No matter what you study, Monday-Friday classes rarely fully prepare you to tackle the real world. And because of our changing technology, staying relevant in the classroom becomes harder every day. This is especially true for anyone interested in marketing, communications, or entrepreneurship.
According to the most recent IBM C-Suite study, most marketers agree that changing technology is the single most important force shaping marketing. From the rising importance of “big data” to the estimated 26 billion Internet of Things devices we’ll have by 2020, the gap between the skills that marketers have and the skills they need is growing faster than ever.
“Big data, web analytics, mobile, content marketing and social media are the future of marketing but they are also the most difficult skills for which to recruit. This presents a challenge for both marketing employers and educators.”
Thankfully, if marketing, communications, or entrepreneurship interests you, a plethora of online resources exist to help close this gap. As you seek out these opportunities and learn more, you’ll be able to impress a job recruiter, be more prepared to undertake your own venture, and practice your ability to adapt to our changing world.
Here are a few tips to help you start to learn more relevant skills, get a leg up on your peers, and become a better entrepreneur.
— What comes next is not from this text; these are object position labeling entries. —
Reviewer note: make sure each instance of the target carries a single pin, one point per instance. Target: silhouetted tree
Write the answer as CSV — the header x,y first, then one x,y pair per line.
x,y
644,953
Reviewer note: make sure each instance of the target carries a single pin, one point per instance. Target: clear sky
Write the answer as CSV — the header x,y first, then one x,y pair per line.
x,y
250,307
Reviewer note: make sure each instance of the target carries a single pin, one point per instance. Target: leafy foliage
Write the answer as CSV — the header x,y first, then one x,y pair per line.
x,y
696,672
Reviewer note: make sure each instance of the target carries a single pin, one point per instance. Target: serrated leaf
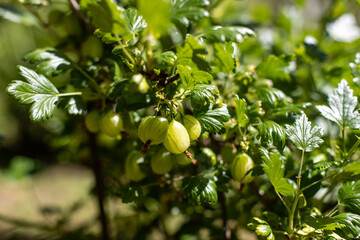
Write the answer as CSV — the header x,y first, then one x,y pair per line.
x,y
274,168
202,95
199,190
156,14
342,107
349,196
224,61
352,225
240,107
271,97
275,68
272,133
323,223
212,120
303,136
262,228
50,61
39,91
227,34
190,77
134,22
107,16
1. Enroll in an online course
Taking an online lecture series is a great starting point for self-education. Some courses even offer reputable certifications that you can attach to your LinkedIn profile and resume, such as this Inbound Certification through HubSpot, one of the leading SaaS companies for inbound marketing and sales.
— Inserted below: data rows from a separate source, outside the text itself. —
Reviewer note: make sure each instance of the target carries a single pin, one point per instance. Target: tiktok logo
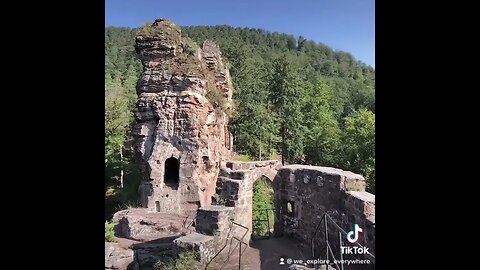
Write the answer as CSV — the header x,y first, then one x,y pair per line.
x,y
353,236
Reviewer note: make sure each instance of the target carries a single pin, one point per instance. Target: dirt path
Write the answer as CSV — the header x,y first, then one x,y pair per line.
x,y
265,255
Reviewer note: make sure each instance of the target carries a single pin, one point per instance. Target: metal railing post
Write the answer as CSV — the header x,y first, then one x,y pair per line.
x,y
326,236
341,254
240,256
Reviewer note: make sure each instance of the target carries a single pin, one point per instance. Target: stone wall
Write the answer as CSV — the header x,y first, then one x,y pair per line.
x,y
182,136
304,193
235,189
231,212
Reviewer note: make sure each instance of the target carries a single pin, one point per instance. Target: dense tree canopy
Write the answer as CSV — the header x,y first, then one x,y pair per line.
x,y
294,97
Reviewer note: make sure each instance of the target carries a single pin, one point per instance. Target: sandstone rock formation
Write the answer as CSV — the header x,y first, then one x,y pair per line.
x,y
118,257
182,136
140,225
I love HubSpot’s Inbound Certification not only because of how important Inbound Marketing is, but because of the scope of the material and it’s annual update. Oh yea, and it’s free.
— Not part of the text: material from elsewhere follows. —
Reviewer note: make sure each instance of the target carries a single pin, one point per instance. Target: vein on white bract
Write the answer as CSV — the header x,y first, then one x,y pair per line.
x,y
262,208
There are many marketing, communications, and entrepreneurship books that inform while providing humor and spurring critical thinking. Inbound marketing in particular has a growing number of books which engage, entertain, and add value to your self-education.
A great example is Everybody Writes by Ann Handley, which is a guidebook to creating killer content. Through the author’s casual writing style and use of current examples, this book quickly becomes relevant to anyone writing content in a business setting: from social media interns to professional copywriters.
However, if you prefer to ease into marketing and entrepreneurship books, I’d suggest reading books chronicling the adrenaline-filled stories of well-known entrepreneurs. I enjoyed reading Start Something That Matters by the founder of TOMS shoes as well as Mission In A Bottle by the founders of Honest Tea. Both books highlight the strategies and humorous moments in the early days of startups.
3. Constantly network online
Thanks to social networks, it has never been easier to connect with those with similar personal and professional interests. For students, Twitter and LinkedIn offer a simple way to get a foot in the door with industry professionals.
Leveraging social networks is especially important in marketing because a best practice is to continually engage around content. This provides opportune moments to learn from others’ content, add input, or just say thanks and keep your personal brand alive.
Learn more, sooner.
With a little initiative, students can close the gap between their education and the skills they need to succeed. Not only will those self-taught individuals have more skills as they join the workforce, but they will also be able to better adapt throughout their career.